On Thu, Jun 13, 2019 at 10:18:00AM +0000, Naga Sureshkumar Relli wrote:
> I spent much of time to address all your comments.
> All are addressed and tested. except the above one(address offset calculation)
> I didn't see any issue with the address calculation.

Let me first point out that this comment was not trying to imply a bug.
I was trying to understand the code by comparing it to similar code and
that turned up an inconsistency, which can be intentional or a bug in
either of the sides being compared.

> for (i = 0; i < min_t(unsigned int, 4, naddrs); i++) {
> 	nfc_op->addrs |= instr->ctx.addr.addrs[i] <<
> 			 (8 * i);
> }
> If you go through the nand_base.c, there nand_fill_column_cycles() API, fills the first two or one address cycle
> Based on bus width and page size.
> That means, addrs[0]/[1] will be updated here.

The problem at hand is that `addrs` is imprecise. In this code, there
are `instr->ctx.addr.addrs`, `addrs`, and `nfc_op->addrs`. All of them
are different.

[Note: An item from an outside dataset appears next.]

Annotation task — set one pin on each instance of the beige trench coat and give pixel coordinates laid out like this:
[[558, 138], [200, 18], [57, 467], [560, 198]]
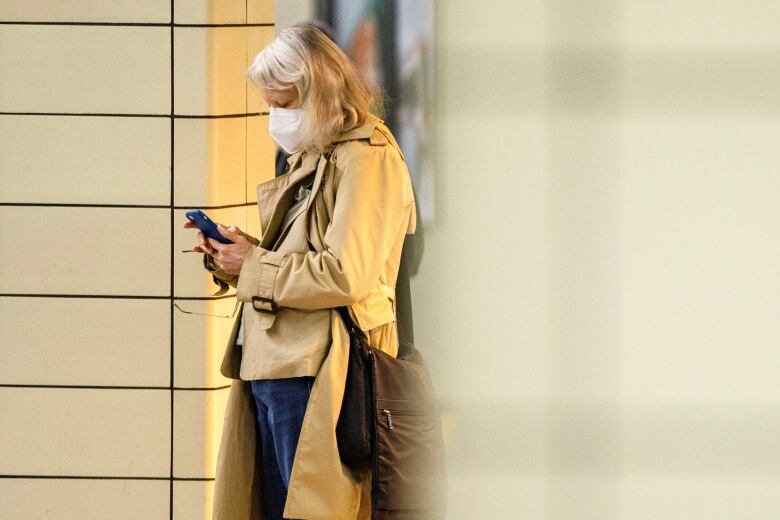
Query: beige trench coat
[[360, 233]]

My original remark was targeting the possible confusion
of these different `addrs`.

> And the page is updated to the next offsets.
> In the similar way we have to extract the offsets in driver.
> So the first four address bytes are stored using the above for() loop and if the
> Address cycles are more than 4, then store the remaining offsets as well.
> 
> I just compared the offsets that are updated in driver with the offsets(page and column) that the frame work(nand_base.c) is sending, and the offsets are same.
> I have also checked these offsets with older driver(not exec_op() implemented) and both are matching.
> 
> So I didn't see any issue with this addrs calculation.
> As per the statement mentioned by you, this driver consumes addr[0], addr[1], addr[2], addr[3] and
> If more address cycles needed, then addr[4] and addr[5]. This is correct.

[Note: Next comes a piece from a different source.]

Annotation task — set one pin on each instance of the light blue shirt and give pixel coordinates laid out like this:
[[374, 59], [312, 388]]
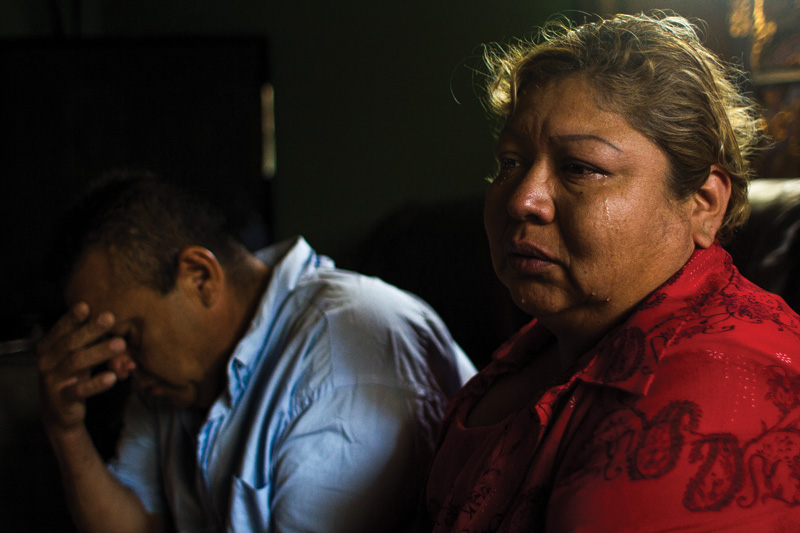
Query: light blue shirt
[[334, 400]]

Again, the lack of precision makes it difficult to discuss the matter.
You refer to `addr`, but there is no `addr`. I assume that you meant
`addrs` here. Based on that assumption, your second last statement is
wrong. The driver consumes `addrs[0]|addrs[-offset]` rather than
`addrs[0]` as the first byte.  Then it proceeds consuming
`addrs[1-offset]` instead of `addrs[1]`, `addrs[2-offset]` instead of
`addrs[2]`, and `addrs[3-offset]` instead of `addrs[3]`. Finally it
consumes `addrs[4]` and `addrs[5]` if more cycles are needed.

I would not have commented the code if it were actually using `addrs[0]`
through `addrs[5]`. Your description looks reasonable to me, but it
doesn't match the code.

I'm looking forward to the next version of the patch.